O professor defende que o conceito de interculturalidade pode ser utópico, já que integração representa um mundo perfeito, mas, ainda assim, pode-se sonhar com menores práticas discriminatórias em sociedade com valorização e participação das camadas minoritárias.
Para ele “a interculturalidade é essencial para disseminar a tolerância, o respeito ao outro, o respeito as diferenças, combater o etnocentrismo, a xenofobia, a misoginia, o racismo e todos os preconceitos, por isso seria uma utopia, já que representaria um mundo perfeito. Mas é um avanço que prega a integração das diferenças em um mundo divido entre minorias e maiorias para que haja diminuição das práticas descriminatórias”.
Dumela: O que é interculturalidade?
Rodolfo Chagas: A interculturalidade seria o nível mais avançado da integração das diferenças.

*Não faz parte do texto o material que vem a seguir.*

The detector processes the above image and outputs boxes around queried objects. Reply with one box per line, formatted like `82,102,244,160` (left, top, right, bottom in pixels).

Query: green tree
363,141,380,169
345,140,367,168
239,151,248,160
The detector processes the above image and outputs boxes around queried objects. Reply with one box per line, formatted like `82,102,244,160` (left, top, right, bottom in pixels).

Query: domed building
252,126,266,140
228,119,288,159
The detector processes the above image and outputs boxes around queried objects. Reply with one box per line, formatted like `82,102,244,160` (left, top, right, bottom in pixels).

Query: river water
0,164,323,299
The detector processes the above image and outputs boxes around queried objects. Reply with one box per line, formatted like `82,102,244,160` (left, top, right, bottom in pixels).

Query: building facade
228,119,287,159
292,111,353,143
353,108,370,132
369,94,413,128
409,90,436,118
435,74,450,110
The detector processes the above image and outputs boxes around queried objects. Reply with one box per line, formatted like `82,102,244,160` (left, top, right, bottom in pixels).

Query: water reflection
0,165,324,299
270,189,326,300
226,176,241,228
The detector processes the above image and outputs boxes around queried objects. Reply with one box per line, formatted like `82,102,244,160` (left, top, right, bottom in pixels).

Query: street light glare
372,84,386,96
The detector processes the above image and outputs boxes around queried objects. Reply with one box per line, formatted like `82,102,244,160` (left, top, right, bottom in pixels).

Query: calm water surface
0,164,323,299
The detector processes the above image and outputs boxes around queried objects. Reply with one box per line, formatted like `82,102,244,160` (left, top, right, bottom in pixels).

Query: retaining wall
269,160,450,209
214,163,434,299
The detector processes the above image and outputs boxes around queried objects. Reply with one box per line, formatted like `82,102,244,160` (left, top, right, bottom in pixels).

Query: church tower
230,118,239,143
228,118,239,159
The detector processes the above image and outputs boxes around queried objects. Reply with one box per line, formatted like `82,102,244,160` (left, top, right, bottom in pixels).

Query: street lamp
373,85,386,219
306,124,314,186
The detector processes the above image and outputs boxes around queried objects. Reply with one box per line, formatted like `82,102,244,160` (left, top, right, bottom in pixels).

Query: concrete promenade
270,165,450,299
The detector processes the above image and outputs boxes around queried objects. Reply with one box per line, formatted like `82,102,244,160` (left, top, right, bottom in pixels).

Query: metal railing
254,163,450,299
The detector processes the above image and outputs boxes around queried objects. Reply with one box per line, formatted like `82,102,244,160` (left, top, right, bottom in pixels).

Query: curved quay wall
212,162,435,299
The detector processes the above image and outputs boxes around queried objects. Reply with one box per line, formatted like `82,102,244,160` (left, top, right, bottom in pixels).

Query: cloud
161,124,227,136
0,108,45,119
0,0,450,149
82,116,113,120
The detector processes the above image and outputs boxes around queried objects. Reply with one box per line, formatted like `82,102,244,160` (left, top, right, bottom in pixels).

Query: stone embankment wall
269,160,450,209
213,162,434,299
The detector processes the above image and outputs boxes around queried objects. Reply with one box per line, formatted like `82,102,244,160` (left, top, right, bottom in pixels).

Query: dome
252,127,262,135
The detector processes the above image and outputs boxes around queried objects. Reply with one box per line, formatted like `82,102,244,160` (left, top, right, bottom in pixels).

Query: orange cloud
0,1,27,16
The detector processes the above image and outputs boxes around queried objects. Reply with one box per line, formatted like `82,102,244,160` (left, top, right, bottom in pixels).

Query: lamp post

Por exemplo, quando se fala em política inclusiva para grupos que dependem ou demandam mudanças espaciais, como deficientes físicos que precisam, de fato, serem incluídos, já que o mundo não foi concebido para este tipo de diferença, há criação de políticas para essas pessoas como o nivelamento de uma calçada, placas em braile nos elevadores etc.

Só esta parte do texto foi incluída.